Important URL roles:

  • agentDefaultsPayload.apiBaseUrl is the Hermes gateway URL that Paperclip calls.
  • agentDefaultsPayload.paperclipApiUrl is the Paperclip base URL that Hermes can call after approval and key claim.
  • PAPERCLIP_API_URL / PAPERCLIP_API_KEY are injected runtime values for Hermes-originated Paperclip API calls after the agent is approved.

Approve And Claim

After Hermes submits the join request:

  1. In Paperclip, review the pending agent join request.

  2. Approve it from the board UI, or use:

    sh
    pnpm paperclipai join list --company-id <company-id> --status pending_approval
pnpm paperclipai join approve <request-id> --company-id <company-id>

  3. Hermes claims the one-time agent API key:

    sh
    pnpm paperclipai join claim-key <request-id> --claim-secret <secret>

  4. Store the claimed Paperclip key in Hermes runtime state or secrets.
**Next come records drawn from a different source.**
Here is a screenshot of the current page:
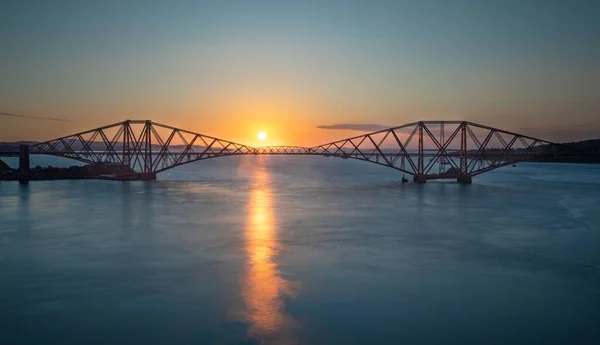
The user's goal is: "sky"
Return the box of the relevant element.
[0,0,600,146]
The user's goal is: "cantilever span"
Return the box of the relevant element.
[29,120,576,183]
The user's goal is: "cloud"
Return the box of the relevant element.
[317,123,391,132]
[0,113,71,122]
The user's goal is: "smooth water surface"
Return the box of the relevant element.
[0,156,600,344]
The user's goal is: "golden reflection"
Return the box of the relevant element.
[242,157,297,344]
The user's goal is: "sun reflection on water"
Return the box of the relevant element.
[242,161,297,344]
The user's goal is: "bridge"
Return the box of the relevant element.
[0,120,577,183]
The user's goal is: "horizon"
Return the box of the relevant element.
[0,1,600,146]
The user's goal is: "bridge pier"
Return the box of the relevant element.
[413,175,427,183]
[456,175,473,184]
[140,173,156,181]
[19,145,29,184]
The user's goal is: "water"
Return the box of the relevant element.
[0,156,600,344]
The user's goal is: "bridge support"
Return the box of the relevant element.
[19,145,29,184]
[456,175,473,184]
[413,175,427,183]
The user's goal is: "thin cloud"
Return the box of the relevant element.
[317,123,390,132]
[0,113,71,122]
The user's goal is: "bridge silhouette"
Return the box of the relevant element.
[2,120,577,183]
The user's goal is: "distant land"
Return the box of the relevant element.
[0,139,600,163]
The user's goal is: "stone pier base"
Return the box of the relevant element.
[456,176,473,184]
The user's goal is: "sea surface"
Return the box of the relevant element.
[0,156,600,345]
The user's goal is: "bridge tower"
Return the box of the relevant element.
[19,145,29,184]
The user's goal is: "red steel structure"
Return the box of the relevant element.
[29,120,577,183]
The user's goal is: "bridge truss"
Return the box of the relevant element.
[30,120,575,182]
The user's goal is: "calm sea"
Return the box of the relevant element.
[0,156,600,345]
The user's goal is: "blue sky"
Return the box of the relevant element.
[0,0,600,144]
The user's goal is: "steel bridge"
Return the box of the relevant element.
[2,120,576,183]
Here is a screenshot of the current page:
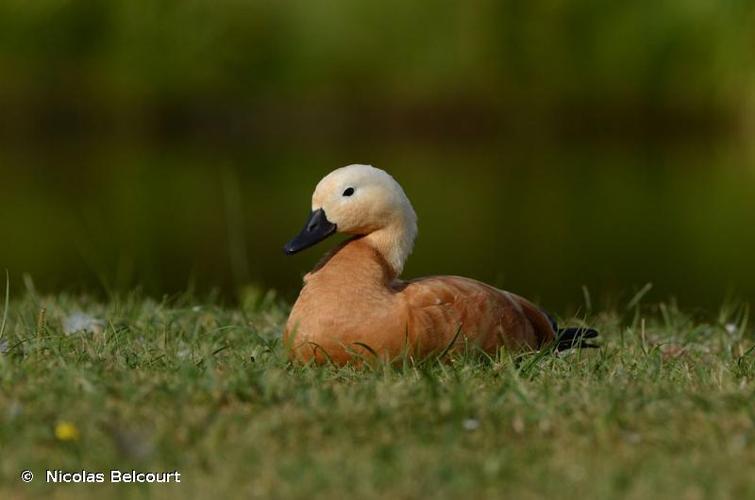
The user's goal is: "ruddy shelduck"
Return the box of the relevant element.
[284,165,597,365]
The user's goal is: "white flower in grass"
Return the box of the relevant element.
[63,312,105,335]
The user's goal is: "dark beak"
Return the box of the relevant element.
[283,208,336,255]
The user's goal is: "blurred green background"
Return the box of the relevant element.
[0,0,755,308]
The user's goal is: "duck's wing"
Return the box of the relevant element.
[397,276,555,352]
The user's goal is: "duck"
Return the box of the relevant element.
[283,164,597,366]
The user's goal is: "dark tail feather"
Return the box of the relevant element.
[543,311,600,351]
[556,328,600,351]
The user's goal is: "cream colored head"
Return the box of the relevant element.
[292,165,417,274]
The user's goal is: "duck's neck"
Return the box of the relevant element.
[364,220,417,278]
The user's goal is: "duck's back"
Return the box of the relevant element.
[396,276,555,353]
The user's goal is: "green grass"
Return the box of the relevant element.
[0,291,755,499]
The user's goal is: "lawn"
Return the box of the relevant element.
[0,287,755,499]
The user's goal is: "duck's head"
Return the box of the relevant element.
[284,165,417,273]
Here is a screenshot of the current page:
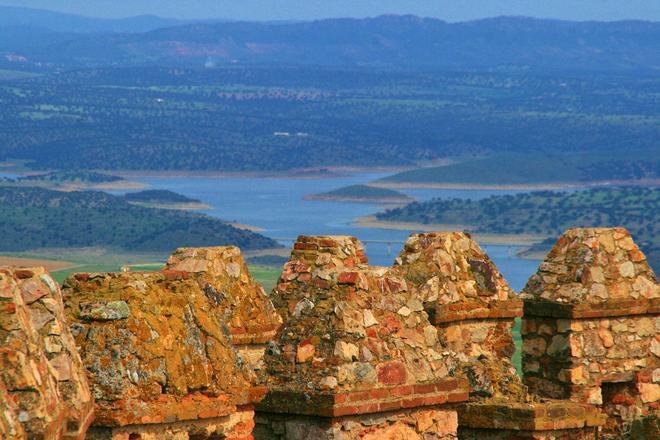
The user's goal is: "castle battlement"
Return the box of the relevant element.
[0,228,660,440]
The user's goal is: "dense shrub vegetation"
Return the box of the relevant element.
[377,187,660,270]
[0,66,660,174]
[0,188,279,253]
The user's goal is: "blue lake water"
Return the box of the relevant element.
[131,173,539,290]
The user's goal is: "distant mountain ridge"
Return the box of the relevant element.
[0,6,192,33]
[0,11,660,71]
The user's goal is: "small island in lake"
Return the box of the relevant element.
[0,170,144,191]
[124,189,210,210]
[306,185,414,203]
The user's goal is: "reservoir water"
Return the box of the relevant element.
[130,173,539,290]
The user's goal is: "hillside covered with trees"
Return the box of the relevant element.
[376,187,660,271]
[0,188,280,253]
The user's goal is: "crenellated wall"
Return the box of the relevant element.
[0,228,660,440]
[521,228,660,438]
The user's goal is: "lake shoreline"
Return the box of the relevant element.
[353,215,547,248]
[369,179,660,191]
[304,194,415,205]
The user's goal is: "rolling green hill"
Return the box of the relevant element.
[0,66,660,174]
[16,170,124,185]
[124,189,201,203]
[377,150,660,185]
[376,187,660,271]
[0,188,280,253]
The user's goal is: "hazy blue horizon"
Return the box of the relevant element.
[0,0,660,22]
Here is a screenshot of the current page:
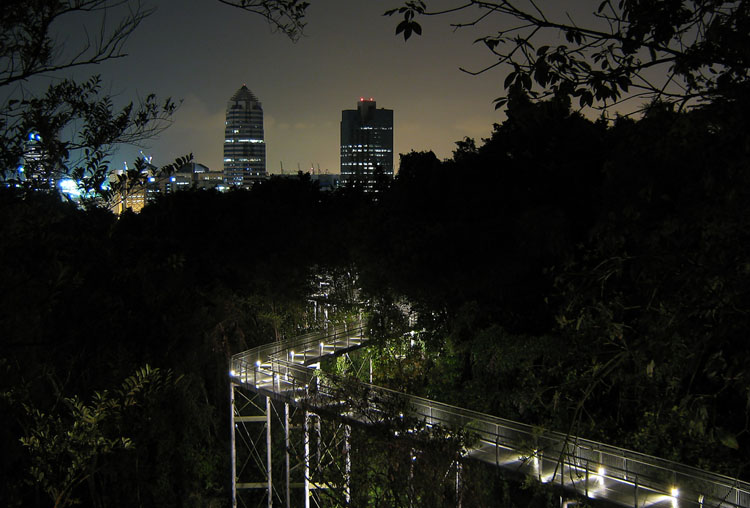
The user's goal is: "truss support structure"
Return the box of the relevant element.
[230,383,274,508]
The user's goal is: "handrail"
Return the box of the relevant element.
[232,322,750,508]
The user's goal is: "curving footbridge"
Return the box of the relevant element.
[230,322,750,508]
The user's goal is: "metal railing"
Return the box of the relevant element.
[232,323,750,508]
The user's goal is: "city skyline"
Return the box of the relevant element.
[224,85,266,189]
[72,0,505,173]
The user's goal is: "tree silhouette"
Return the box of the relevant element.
[385,0,750,109]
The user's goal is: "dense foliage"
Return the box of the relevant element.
[0,88,750,506]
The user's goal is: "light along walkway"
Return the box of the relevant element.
[230,323,750,508]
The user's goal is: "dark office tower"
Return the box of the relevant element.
[224,85,266,189]
[341,98,393,192]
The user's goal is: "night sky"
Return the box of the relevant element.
[77,0,516,173]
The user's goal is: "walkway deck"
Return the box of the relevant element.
[231,324,750,508]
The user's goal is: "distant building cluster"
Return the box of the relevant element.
[8,85,394,213]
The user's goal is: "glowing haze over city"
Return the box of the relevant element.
[83,0,504,173]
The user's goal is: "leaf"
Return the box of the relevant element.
[716,427,740,450]
[492,97,508,110]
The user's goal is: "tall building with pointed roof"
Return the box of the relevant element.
[224,85,267,188]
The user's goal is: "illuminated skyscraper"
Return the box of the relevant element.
[341,98,393,191]
[224,85,266,188]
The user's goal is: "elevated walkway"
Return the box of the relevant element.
[230,323,750,508]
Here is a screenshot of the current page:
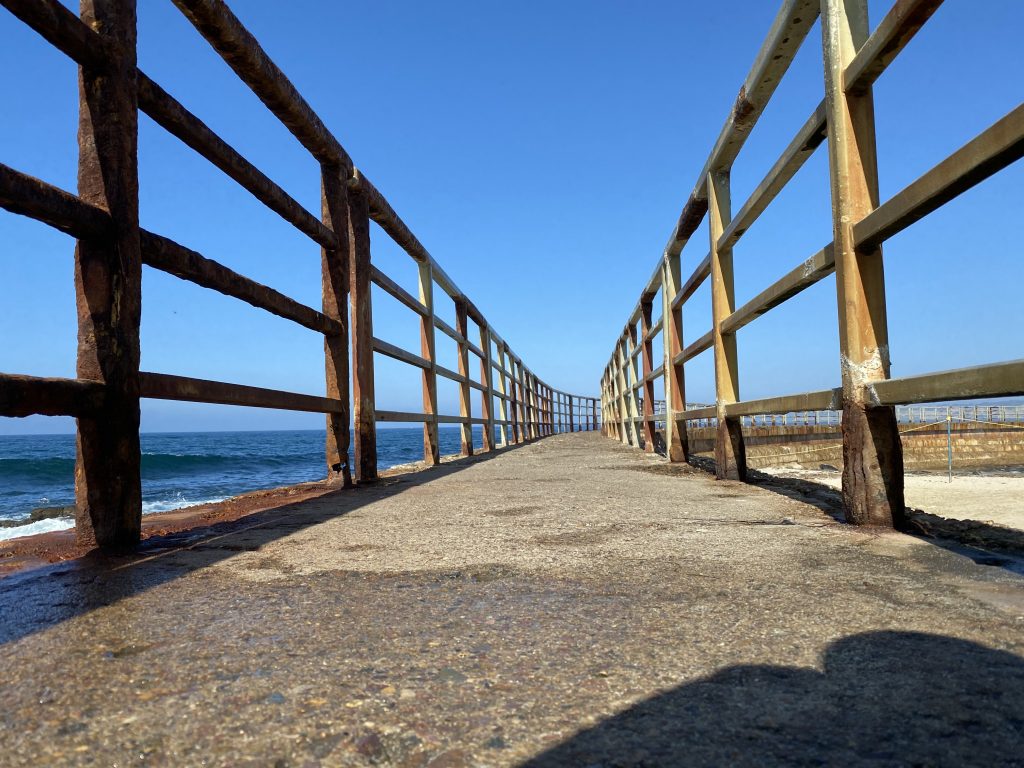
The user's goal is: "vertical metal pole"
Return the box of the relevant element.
[321,166,352,487]
[662,254,689,462]
[480,326,495,451]
[946,406,953,482]
[455,301,473,456]
[708,170,746,480]
[821,0,904,527]
[348,184,377,482]
[75,0,142,551]
[640,296,654,454]
[420,261,441,465]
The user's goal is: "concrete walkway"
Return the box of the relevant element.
[0,433,1024,767]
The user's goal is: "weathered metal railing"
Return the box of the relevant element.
[601,0,1024,525]
[0,0,599,549]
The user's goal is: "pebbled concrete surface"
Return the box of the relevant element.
[0,433,1024,768]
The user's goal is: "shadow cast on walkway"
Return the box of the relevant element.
[525,632,1024,768]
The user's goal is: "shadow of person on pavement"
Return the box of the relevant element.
[525,632,1024,768]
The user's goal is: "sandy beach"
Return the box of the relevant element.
[759,469,1024,530]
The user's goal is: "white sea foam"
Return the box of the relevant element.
[142,496,231,515]
[0,496,230,542]
[0,517,75,542]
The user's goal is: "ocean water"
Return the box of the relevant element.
[0,425,482,540]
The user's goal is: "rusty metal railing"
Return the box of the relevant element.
[0,0,599,549]
[601,0,1024,525]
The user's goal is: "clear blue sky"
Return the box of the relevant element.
[0,0,1024,433]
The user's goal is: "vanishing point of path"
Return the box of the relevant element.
[0,433,1024,766]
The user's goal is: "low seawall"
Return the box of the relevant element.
[688,423,1024,470]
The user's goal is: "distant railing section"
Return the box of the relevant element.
[0,0,600,549]
[641,400,1024,427]
[601,0,1024,525]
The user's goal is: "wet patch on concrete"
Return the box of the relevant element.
[483,506,544,517]
[530,525,620,547]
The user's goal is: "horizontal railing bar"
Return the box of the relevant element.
[0,164,111,238]
[0,165,345,335]
[436,366,470,384]
[374,411,425,423]
[672,331,715,366]
[174,0,352,173]
[665,0,820,257]
[725,387,843,417]
[672,254,711,309]
[718,101,827,251]
[0,374,106,417]
[0,0,338,248]
[868,359,1024,406]
[722,243,836,334]
[373,336,430,371]
[676,406,718,421]
[0,0,110,71]
[349,170,487,326]
[853,104,1024,249]
[374,411,487,424]
[370,265,430,317]
[434,314,483,359]
[138,72,338,249]
[139,372,348,414]
[640,317,665,345]
[139,229,345,336]
[843,0,942,93]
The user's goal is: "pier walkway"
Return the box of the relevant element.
[0,432,1024,767]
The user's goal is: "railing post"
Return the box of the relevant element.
[625,323,641,447]
[708,170,746,480]
[502,343,522,443]
[339,183,377,482]
[821,0,904,527]
[420,261,441,465]
[75,0,142,551]
[480,325,495,451]
[640,296,654,454]
[321,166,352,487]
[662,254,690,462]
[455,301,473,456]
[616,339,636,445]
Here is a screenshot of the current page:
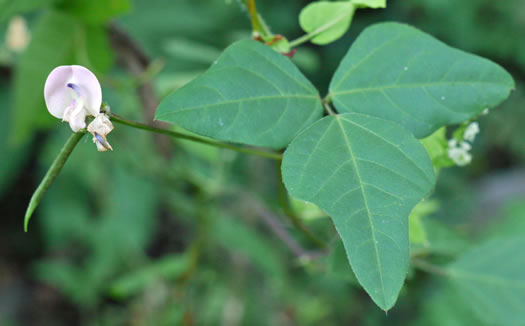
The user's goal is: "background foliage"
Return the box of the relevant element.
[0,0,525,325]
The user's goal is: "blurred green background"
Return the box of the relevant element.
[0,0,525,326]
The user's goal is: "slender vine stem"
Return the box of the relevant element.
[110,113,282,160]
[290,11,353,48]
[24,131,86,232]
[412,259,449,276]
[242,0,273,38]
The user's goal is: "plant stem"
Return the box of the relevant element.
[242,0,272,38]
[24,131,86,232]
[412,259,449,276]
[290,10,353,48]
[110,113,282,161]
The claim secret and claimed key are sensitive and should not be pasted into issue comments, logs, or prompt text.

Once the key is claimed, create an issue assigned to the new Hermes gateway agent and wake it through the normal Paperclip heartbeat path.

Local Fresh-State Smoke

For a fresh Docker-backed Hermes gateway and end-to-end Paperclip join/run verification, use:

sh
PAPERCLIP_API_URL=http://127.0.0.1:3100 \
PAPERCLIP_AUTH_HEADER='Bearer <board-token>' \
pnpm smoke:hermes-gateway-e2e

The E2E smoke:

  • builds a fresh Hermes gateway container
  • seeds a minimal non-secret Hermes model config
  • passes provider keys from the host environment without printing them
  • verifies Hermes /health, /v1/capabilities, /v1/runs, SSE, and stop
  • creates and approves a Paperclip agent-only invite
  • joins as hermes_gateway
  • wakes the agent on a smoke issue
  • removes Paperclip and Docker test state on success

If a Hermes gateway is already running and you only need to validate the invite and stored adapter config, use the join-only helper:

sh
API_SERVER_ENABLED=true API_SERVER_KEY='<gateway-key>' hermes gateway run --replace --accept-hooks

PAPERCLIP_API_URL=http://127.0.0.1:3100 \
PAPERCLIP_AUTH_HEADER='Bearer <board-token>' \
HERMES_GATEWAY_API_BASE_URL=http://127.0.0.1:8642 \
HERMES_GATEWAY_API_KEY='<gateway-key>' \
pnpm smoke:hermes-gateway-join

See HERMES_GATEWAY_SMOKE.md for Docker Desktop, Linux, same-network Docker, LAN/private-network, and reverse-proxy/TLS examples.

Install Entry Points

Use these entry points depending on who is driving setup:

  • Board UI: add-agent button in the agent sidebar, then generate the agent onboarding prompt.
  • Invite API: GET /api/invites/:token/onboarding.txt for the generated llm.txt-style setup instructions.
  • CLI invite flow: pnpm paperclipai invite create, invite show, invite onboarding:text, join approve, and join claim-key.
  • Smoke helpers: pnpm smoke:hermes-gateway-e2e for fresh-state Docker verification and pnpm smoke:hermes-gateway-join for an already-running gateway.
  • Adapter development override: Adapter manager can install @paperclipai/hermes-paperclip-adapter as an external override, but normal operators should use the built-in hermes_local and hermes_gateway adapters.